Que si l’on envisage le côté pathétique et profond, la valeur morale de cette scène, la grandeur et la sincérité des sentiments en présence, ce combat de la nature et de la Grâce, et le triomphe de celle-ci, il me semble qu’il y a sujet de sortir du privé et du domestique, de ce qui n’est que du cloître et de la famille Arnauld, d’en sortir, ou plutôt de s’en emparer librement, pour embrasser le fond même et la source, pour se porter à toute la hauteur des plus dignes comparaisons. J’ai déjà prononcé le nom de Polyeucte. Le Polyeucte de Corneille n’est pas plus beau à tous égards que cette circonstance réelle produite durant le bas âge du poète, et il n’émane pas d’une inspiration différente.
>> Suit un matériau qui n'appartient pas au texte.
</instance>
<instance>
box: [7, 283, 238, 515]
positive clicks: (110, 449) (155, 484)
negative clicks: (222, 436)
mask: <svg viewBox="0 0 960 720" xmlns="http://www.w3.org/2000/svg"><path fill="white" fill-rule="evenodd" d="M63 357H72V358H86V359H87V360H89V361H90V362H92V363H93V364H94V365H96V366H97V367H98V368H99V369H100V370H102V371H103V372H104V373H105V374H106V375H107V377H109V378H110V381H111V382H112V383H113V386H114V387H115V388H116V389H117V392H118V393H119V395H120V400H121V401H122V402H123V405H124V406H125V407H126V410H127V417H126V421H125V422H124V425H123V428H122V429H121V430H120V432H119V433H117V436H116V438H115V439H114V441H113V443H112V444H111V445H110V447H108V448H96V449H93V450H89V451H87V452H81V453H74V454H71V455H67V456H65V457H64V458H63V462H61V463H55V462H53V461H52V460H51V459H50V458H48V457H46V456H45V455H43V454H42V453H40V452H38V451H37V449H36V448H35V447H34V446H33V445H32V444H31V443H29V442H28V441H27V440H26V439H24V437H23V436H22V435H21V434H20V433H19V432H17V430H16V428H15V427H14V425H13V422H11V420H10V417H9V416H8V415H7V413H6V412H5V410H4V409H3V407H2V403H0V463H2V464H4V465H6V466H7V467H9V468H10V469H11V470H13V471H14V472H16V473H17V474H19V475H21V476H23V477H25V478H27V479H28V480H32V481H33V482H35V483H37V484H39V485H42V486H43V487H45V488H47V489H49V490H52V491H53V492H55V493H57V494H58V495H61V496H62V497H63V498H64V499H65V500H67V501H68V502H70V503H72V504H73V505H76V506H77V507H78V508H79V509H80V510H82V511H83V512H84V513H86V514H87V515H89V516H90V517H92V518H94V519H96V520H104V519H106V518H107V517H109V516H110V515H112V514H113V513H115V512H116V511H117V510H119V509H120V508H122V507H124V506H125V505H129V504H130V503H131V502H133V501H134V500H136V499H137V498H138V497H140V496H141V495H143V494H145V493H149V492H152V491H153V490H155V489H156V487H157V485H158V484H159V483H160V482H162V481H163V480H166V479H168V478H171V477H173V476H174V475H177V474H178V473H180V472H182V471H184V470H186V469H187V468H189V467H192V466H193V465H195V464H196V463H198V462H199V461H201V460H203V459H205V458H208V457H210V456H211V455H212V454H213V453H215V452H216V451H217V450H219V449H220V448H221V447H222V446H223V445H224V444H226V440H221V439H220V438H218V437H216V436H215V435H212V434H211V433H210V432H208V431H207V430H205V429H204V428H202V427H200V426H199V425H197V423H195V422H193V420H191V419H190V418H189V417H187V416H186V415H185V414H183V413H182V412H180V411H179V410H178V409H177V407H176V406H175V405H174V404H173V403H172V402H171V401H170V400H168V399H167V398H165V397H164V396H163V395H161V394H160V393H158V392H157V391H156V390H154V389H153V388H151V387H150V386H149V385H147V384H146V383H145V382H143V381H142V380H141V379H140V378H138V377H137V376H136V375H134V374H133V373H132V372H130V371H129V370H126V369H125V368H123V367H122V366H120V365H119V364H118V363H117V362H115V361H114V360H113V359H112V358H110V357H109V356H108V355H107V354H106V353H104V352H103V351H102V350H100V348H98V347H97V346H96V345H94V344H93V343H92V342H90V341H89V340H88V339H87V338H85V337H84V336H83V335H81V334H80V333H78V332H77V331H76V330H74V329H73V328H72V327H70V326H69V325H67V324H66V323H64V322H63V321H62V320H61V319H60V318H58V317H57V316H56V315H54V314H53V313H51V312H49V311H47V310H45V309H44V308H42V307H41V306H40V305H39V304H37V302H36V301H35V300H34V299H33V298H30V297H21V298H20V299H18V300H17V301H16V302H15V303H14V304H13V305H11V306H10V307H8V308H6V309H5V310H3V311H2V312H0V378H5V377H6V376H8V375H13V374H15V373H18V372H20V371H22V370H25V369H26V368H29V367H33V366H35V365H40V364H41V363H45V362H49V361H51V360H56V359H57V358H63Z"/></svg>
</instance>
C’est le même combat, c’est le même triomphe ; si Polyeucte émeut et transporte, c’est que quelque chose de tel était et demeure possible encore à la nature humaine secourue. Je dis plus : si Polyeucte a été possible en son temps au génie de Corneille, c’est que quelque chose existait encore à l’entour (que Corneille le sût ou non) qui égalait et reproduisait les mêmes miracles.

Il faut oser ici approfondir, démontrer ; et, sans bravade, je ne crains pas, pour mon cloître à peine renaissant, ce moment de vis-à-vis avec Corneille.